What to say, what to say. This is one of the best series I’ve watched so far. It covered the full range of emotions. Unlike the usual series that I watch, I ended An Suan without feeling the usual guilt of spending time watching a useless show. The acting, witty banter, and plot twists kept me interested, laughing, serious, scared, disgusted….and at the very end, drained.
This is one of the many many tv shows from mainland China that depicts the struggles of Communist soldiers (aka Red Army) and the Kuomintang soldiers, Soviets, and Japanese. The storyline revolves around a particular division of the Red Army, known as 701. 701 is in charge of tapping into enemy telegraph lines, breaking the coded messages, and communicating information between spies. Accordingly, the series is divided (very cleanly) into three parts: 听风 (listening to wind), 看风 (observing the wind), 捕风 (catching the wind).
In the first part, Liu Yun Long (who is also the director of the series) plays An Zai Tian, a man born into the Red Army, raised in Soviet Russia, and aiding the underground effort to tap into all enemy telegraph lines. Trouble strikes when none of the workers can find any of the lines, and 701 guesses that the enemy (the remnants of the Kuomintang army) have switched to different radio waves (basically they can’t find the appropriate radio frequencies).

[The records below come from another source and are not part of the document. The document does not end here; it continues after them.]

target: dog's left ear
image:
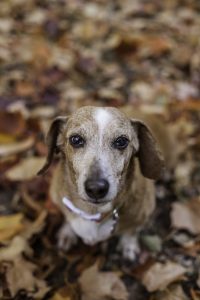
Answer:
[37,117,68,175]
[131,120,164,180]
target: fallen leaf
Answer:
[50,284,80,300]
[171,197,200,234]
[5,157,45,181]
[0,236,49,299]
[0,136,34,157]
[142,261,186,292]
[0,213,24,242]
[152,285,189,300]
[0,111,26,136]
[79,264,128,300]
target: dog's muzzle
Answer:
[85,178,109,203]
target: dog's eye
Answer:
[112,136,129,150]
[69,134,85,148]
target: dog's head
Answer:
[39,107,164,204]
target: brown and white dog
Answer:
[39,106,170,259]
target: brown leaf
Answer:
[152,285,189,300]
[50,284,80,300]
[0,111,26,136]
[0,136,34,157]
[142,261,186,292]
[79,264,128,300]
[0,213,24,242]
[6,157,45,181]
[171,197,200,234]
[0,236,49,299]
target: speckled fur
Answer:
[39,107,169,254]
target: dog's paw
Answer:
[118,235,140,261]
[58,223,78,251]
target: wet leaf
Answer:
[79,265,128,300]
[0,213,24,242]
[0,136,34,157]
[5,157,45,181]
[171,198,200,234]
[142,261,187,292]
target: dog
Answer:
[38,106,171,260]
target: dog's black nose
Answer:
[85,179,109,200]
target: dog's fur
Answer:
[39,106,170,259]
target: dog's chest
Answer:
[70,217,116,245]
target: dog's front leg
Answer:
[57,222,78,251]
[118,233,140,261]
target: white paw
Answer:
[58,223,78,251]
[118,235,140,261]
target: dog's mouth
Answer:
[62,197,102,221]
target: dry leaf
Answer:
[0,213,24,242]
[79,264,128,300]
[0,111,26,136]
[50,284,80,300]
[0,136,34,157]
[6,157,45,181]
[142,261,186,292]
[171,197,200,234]
[0,236,49,299]
[152,285,189,300]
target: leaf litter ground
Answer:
[0,0,200,300]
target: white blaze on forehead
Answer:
[94,108,112,141]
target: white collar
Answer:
[62,197,119,222]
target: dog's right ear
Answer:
[37,117,68,175]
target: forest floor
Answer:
[0,0,200,300]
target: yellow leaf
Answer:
[0,213,24,242]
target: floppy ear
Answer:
[131,120,164,179]
[37,117,68,175]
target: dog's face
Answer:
[38,107,163,204]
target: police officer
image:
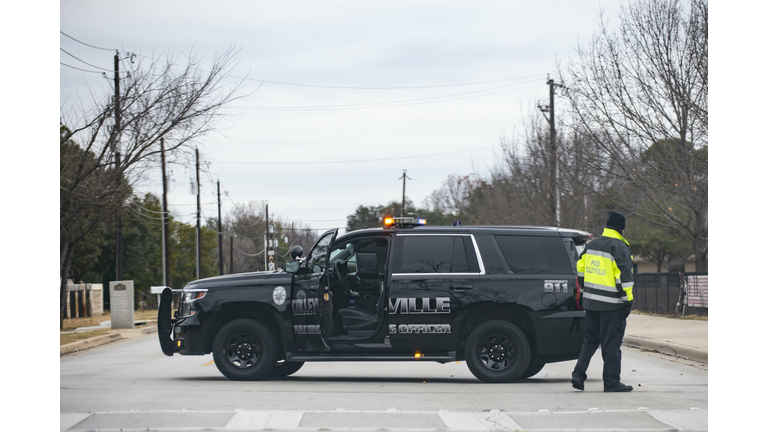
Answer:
[571,212,634,392]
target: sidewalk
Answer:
[624,313,709,363]
[59,321,157,356]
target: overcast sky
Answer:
[59,0,632,236]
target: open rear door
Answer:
[157,288,174,356]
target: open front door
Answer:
[291,228,339,352]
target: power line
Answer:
[229,80,539,111]
[232,74,545,90]
[59,62,104,73]
[219,176,397,189]
[59,30,117,51]
[59,48,114,72]
[215,147,493,165]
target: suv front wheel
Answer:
[213,318,277,381]
[464,321,531,383]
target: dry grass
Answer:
[59,328,114,345]
[59,309,157,345]
[632,311,709,321]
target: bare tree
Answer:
[560,0,708,271]
[59,50,242,328]
[222,201,317,273]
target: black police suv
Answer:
[158,218,591,382]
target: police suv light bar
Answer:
[384,217,427,228]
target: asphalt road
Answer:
[60,334,708,431]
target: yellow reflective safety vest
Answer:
[576,228,635,311]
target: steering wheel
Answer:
[333,261,354,297]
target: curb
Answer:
[624,335,709,364]
[59,325,157,357]
[59,332,123,356]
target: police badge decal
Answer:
[272,287,287,306]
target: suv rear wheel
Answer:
[213,318,277,381]
[464,321,531,383]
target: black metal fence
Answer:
[632,273,708,315]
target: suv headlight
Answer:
[181,289,208,318]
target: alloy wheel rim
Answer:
[224,333,261,369]
[479,334,516,372]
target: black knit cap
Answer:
[605,212,626,232]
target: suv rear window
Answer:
[495,235,572,274]
[393,235,480,273]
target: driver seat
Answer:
[339,308,379,337]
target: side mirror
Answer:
[357,252,379,274]
[285,260,301,273]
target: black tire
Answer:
[464,321,531,383]
[213,318,277,381]
[269,360,304,377]
[520,362,544,379]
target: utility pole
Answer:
[400,170,413,217]
[539,78,562,226]
[112,50,123,280]
[195,147,202,279]
[216,180,224,275]
[160,138,172,286]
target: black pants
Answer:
[572,306,631,388]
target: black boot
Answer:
[604,383,632,393]
[571,378,584,390]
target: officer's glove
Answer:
[622,302,632,319]
[624,287,634,303]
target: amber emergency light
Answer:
[384,217,427,228]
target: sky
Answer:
[59,0,632,233]
[0,0,768,430]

To aid the war effort, An Zai Tian seeks the help of a blind fool (literally) named Ah Bing, because Ah Bing has amazing hearing. For example, he can differentiate between genders and discern familial relations among humans and animals. He helps 701 to find hundreds of radio stations, and in return, the division helps him to find a wife. All characters are very fleshed out, with Ah Bing’s sensitivity, and loyalty to kindness excellently conveyed. An Zai Tian is decently portrayed by Liu Yun Long. My only point of frustration was when An Zai Tian blamed Ah Bing’s wife, Xiao Fang, for giving birth to a son with another man (the explanation for this otherwise wicked act, is perfectly acceptable). I understand that Ah Bing is no ordinary person and needed extra support and love from 701, but at times, I think they should’ve taught him to be a better person, instead of humoring and spoiling him. The tragedy could have been avoided.
The second story arc centers on An Zai Tian and Huang Yi Yi, a talented mathematician who is asked to help break the coded messages of the Soviets. She is known to have a very…untidy personal life (predictable explanation is that she craves love from men).
She falls for An Zai Tian, but he constantly rebuffs her bold advances and declarations out of respect for his dead wife. It is later revealed that his wife sacrificed herself to save the spy efforts right in front of An Zai Tian. This story also ends in tragedy…..now that I think about it, all three stories are tragic (in terms of personal tragedy, but professionally successful). It is very to sympathize with Huang Yi Yi (the emotional parts of this story are so frustrating) since An Zai Tian is such an attractive character (no joke, Liu Yun Long is meant to play roles like this).
As for the last arc, An Zai Tian is reminiscing about his father, Qian Zhi Jiang (also played by Liu Yun Long), a spy for the Red Army in the ranks of the Kuomintang workers. When an important telegraph is intercepted by Kuomintang authorities, he tries his hardest to warn the Red Army leaders, but a Kuomintang division has started investigating for moles. Five people, including Qian Zhi Jiang, are locked up in a building until one of them confesses.
Through a series of mind games and ingenius plots, Kuomintang never finds out that Qian Zhi Jiang is the mole and he successfully warns his leaders of the exposed message. I’m afraid I’ll have to stop here, or else this post will be reduced to my squeals of OMYGODHISDADISSOHOT. But seriously, you have the watch it to believe it. Liu Yun Long is made to play characters like this.
To conclude, this series was based on a novel, and due to its success, the first and last stories inspired the movies Ting Feng Zhe (听风者 aka The Silent War) starring Zhou Xun and Tony Leung, and Feng Sheng (风声 aka The Message) starring Zhou Xun and Li Bing Bing.